肉食御曹司に迫られて

(- なんか、見かけと違って、はっきりとした、素敵な人だな。)
と、奈々は思った。
二人で、ビールを飲み、一息つくと、絢香は、
「いきなり、連れてきてごめんね。」
と謝った。
「ううん、全然。晃さんと、絢ちゃんは心配してくれたんだよね。」
「あたしも、多少は立場のある人と付き合う苦労はわかるけど、湊さんの場合、桁違いだから…。」
絢香は、切なく言った。
「絢ちゃん…。ありがとう。
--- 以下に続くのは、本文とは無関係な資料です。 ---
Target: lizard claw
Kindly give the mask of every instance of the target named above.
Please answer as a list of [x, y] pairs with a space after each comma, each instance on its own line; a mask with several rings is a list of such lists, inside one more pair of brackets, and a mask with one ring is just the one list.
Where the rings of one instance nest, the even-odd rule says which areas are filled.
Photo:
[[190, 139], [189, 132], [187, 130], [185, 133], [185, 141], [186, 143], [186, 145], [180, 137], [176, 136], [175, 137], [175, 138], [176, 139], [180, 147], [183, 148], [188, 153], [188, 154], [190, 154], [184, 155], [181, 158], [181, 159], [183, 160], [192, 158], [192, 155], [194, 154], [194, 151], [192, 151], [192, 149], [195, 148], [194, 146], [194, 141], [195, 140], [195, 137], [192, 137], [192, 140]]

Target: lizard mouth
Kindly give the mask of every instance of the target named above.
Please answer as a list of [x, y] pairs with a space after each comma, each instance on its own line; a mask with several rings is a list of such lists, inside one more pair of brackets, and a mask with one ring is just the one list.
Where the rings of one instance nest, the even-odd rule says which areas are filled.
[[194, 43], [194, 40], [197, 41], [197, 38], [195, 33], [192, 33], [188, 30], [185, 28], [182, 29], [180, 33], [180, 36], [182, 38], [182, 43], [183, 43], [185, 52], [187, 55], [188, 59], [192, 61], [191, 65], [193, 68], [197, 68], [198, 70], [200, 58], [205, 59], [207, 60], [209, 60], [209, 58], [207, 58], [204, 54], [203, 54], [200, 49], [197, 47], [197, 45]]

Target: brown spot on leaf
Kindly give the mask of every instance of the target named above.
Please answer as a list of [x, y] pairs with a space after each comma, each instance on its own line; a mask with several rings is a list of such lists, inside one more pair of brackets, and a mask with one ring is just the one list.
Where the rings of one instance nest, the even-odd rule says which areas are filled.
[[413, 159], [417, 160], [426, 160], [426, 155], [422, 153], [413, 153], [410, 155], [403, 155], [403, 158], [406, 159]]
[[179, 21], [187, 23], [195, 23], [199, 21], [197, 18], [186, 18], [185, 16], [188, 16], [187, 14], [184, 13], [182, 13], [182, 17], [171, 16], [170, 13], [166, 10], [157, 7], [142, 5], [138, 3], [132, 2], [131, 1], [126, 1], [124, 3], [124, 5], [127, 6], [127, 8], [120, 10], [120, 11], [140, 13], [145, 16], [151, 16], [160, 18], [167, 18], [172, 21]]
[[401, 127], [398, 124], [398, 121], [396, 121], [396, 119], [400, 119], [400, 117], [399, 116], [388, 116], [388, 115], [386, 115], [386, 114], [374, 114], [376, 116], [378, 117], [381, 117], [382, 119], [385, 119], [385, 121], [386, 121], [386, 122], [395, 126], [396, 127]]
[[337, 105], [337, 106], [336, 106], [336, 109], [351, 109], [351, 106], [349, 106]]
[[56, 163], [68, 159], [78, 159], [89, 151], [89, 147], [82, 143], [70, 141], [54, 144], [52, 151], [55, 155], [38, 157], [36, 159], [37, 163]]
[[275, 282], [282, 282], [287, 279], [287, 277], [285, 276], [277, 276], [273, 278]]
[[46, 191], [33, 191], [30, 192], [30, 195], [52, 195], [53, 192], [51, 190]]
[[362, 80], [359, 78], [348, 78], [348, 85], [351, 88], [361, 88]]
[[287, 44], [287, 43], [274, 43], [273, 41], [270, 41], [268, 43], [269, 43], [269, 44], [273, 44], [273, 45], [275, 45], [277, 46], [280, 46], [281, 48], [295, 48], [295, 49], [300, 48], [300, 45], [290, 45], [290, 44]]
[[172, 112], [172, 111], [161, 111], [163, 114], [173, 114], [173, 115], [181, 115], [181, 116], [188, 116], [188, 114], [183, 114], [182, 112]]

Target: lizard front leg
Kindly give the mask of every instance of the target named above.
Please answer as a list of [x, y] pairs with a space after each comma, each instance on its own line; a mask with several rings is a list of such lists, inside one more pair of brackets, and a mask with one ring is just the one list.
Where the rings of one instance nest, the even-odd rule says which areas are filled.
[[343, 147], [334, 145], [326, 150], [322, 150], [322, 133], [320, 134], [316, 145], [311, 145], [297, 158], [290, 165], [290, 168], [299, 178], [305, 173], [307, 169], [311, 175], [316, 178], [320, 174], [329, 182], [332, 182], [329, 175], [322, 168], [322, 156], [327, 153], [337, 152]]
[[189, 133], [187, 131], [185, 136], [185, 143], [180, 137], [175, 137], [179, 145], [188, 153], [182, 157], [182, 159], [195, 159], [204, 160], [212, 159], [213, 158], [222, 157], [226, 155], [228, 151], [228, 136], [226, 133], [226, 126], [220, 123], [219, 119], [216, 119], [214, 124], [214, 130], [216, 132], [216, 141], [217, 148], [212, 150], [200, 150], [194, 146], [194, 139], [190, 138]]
」

それから、絢香と晃の出会った話しや、奈々と湊の話、お互いの仕事の話など、
2人はいろいろ話した。

そこへ、ガチャっと扉の開いた音がした。
「晃さんかな?」
奈々は立ち上がった。
絢香も何も言わず、玄関の方へ行き、
「奈々ちゃん、ごめんね、騙すつもりはなかったけど、湊さんの会いたい気持ちに協力しちゃった。」
と言った。
奈々の目の前には、湊と晃がいた。
「絢、ただいま。上行こうか。」
と晃は絢香を促した。
「うん。」
と絢香はいい、奈々の方を申し訳なさそうに見た。
奈々は、そんな絢香に微笑んだ。